Plot the comparison between NMR and MD#

pyDR compares detector sensitivies between data sets to decide which detector windows are most comparable. Furthermore, it determines based on the selection object or the data labels what positions should be plotted on top of each other. Therefore, we do not need to do anything but specify what should be plotted.

Note that the project manages the plotting. It will always try to plot into the previous plot, unless we set the current plot.

proj.current_plot=2 #Generate a new plot. Counting starts at 1, which is the default
proj.close_fig('all') #Close figure by number, or specify 'all', to delete all plots (then uses plot 1)

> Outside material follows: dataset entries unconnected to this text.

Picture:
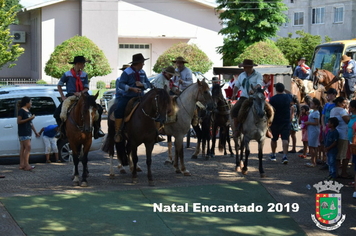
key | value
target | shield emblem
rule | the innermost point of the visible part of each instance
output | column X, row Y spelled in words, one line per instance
column 328, row 207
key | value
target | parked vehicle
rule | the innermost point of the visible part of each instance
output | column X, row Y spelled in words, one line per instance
column 45, row 99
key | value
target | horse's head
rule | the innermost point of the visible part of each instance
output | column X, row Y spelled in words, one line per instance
column 259, row 101
column 204, row 95
column 87, row 108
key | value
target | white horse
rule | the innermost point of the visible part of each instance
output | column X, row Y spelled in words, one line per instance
column 184, row 112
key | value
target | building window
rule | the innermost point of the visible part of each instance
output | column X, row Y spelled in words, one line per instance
column 318, row 15
column 298, row 18
column 338, row 14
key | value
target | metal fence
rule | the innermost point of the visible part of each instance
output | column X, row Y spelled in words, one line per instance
column 15, row 81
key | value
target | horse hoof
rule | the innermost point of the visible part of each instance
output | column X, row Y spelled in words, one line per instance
column 168, row 163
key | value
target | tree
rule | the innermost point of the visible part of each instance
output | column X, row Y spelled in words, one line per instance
column 8, row 52
column 264, row 52
column 245, row 23
column 197, row 60
column 301, row 46
column 77, row 46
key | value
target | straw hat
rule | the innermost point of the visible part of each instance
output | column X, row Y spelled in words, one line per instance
column 247, row 63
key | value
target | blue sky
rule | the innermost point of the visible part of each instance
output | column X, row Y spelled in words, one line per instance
column 27, row 3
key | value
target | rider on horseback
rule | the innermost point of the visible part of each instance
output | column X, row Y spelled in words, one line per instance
column 132, row 82
column 244, row 81
column 76, row 82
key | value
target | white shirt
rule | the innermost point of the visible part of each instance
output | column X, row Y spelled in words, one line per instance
column 339, row 112
column 254, row 79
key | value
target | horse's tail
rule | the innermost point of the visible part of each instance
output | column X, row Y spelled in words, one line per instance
column 222, row 139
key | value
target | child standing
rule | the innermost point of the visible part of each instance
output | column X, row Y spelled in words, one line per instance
column 313, row 130
column 330, row 96
column 303, row 119
column 331, row 140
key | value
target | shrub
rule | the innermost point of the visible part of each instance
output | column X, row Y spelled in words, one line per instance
column 113, row 84
column 264, row 52
column 100, row 84
column 77, row 46
column 196, row 58
column 41, row 82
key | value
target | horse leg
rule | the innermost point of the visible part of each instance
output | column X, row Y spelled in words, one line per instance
column 179, row 153
column 170, row 156
column 260, row 155
column 85, row 169
column 149, row 148
column 134, row 160
column 247, row 153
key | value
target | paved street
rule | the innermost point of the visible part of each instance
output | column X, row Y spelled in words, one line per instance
column 285, row 183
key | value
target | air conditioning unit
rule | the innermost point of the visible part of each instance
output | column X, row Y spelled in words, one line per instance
column 19, row 37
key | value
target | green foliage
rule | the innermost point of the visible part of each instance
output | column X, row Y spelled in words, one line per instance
column 41, row 82
column 113, row 84
column 303, row 45
column 100, row 84
column 196, row 58
column 263, row 53
column 247, row 22
column 8, row 52
column 77, row 46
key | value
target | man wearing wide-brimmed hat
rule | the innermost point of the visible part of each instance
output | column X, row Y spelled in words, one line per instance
column 133, row 81
column 185, row 75
column 348, row 71
column 76, row 81
column 244, row 81
column 165, row 78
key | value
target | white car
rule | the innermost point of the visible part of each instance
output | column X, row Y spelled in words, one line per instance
column 45, row 99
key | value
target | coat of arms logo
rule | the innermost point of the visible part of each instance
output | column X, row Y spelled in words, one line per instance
column 328, row 205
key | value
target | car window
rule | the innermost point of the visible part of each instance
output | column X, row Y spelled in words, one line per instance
column 7, row 108
column 43, row 106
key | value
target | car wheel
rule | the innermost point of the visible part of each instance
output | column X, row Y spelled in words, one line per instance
column 64, row 151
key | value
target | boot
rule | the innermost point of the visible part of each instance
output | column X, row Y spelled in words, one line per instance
column 118, row 137
column 237, row 128
column 159, row 138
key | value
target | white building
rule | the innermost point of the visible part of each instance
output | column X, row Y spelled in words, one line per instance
column 120, row 28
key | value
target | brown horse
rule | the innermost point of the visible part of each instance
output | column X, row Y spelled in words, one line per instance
column 141, row 128
column 328, row 80
column 221, row 119
column 79, row 129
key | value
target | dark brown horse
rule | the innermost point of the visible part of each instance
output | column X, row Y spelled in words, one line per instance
column 328, row 80
column 221, row 119
column 79, row 129
column 141, row 128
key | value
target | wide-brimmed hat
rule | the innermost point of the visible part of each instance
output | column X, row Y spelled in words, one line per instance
column 345, row 58
column 170, row 70
column 124, row 67
column 137, row 58
column 78, row 59
column 247, row 63
column 180, row 59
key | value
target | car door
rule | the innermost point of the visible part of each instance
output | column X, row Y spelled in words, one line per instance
column 9, row 140
column 43, row 108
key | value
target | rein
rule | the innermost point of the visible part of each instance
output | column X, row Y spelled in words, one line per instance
column 157, row 114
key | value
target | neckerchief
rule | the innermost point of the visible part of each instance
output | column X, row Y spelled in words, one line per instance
column 78, row 82
column 137, row 74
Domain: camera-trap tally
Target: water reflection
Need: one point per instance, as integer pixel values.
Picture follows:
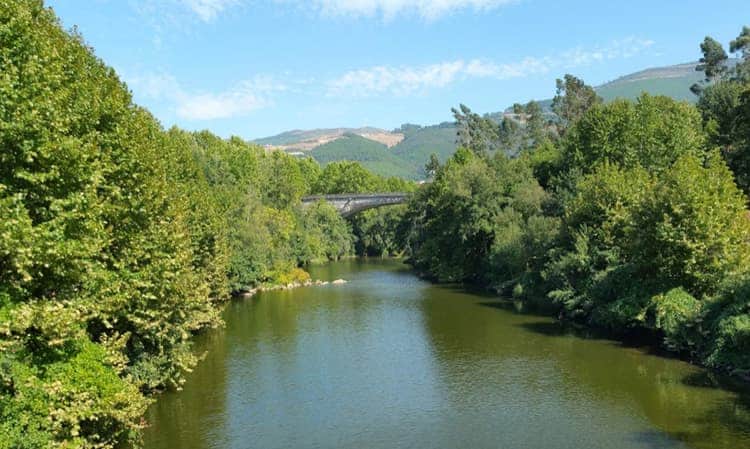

This behavior is usually convenient. However, in Jupyter notebooks, if one already has an open plot in a previous cell, it will not show up in a new cell by default (thus why we start plotting by closing all plots). Furthermore, if data with very different sensitivies are plotted into the same plot object, the second data set may not plot at all.

proj.close_fig('all')
#Plot the NMR data
proj['NMR']['proc'].plot(style='bar')
#Plot the MD data, that was matched to the NMR (p9 refers to the n=9 detectors)
_=proj['MD']['p9.'].plot()

proj.plot_obj.fig.set_size_inches([8,12])
for a in proj.plot_obj.ax:a.set_ylim([0,a.get_ylim()[1]])
_images/445d6c8df1b28ed5e67f0dca7b507fb973f613f5007fc8b3eb69a3c12fa4be13.png

No MD data is plotted for the last detector, since the detector sensitivies were very different. Note that typically MD-derived microsecond motion is difficult to reproduce. Also, note that this data set is better reproduced with longer, optimized MD trajectories.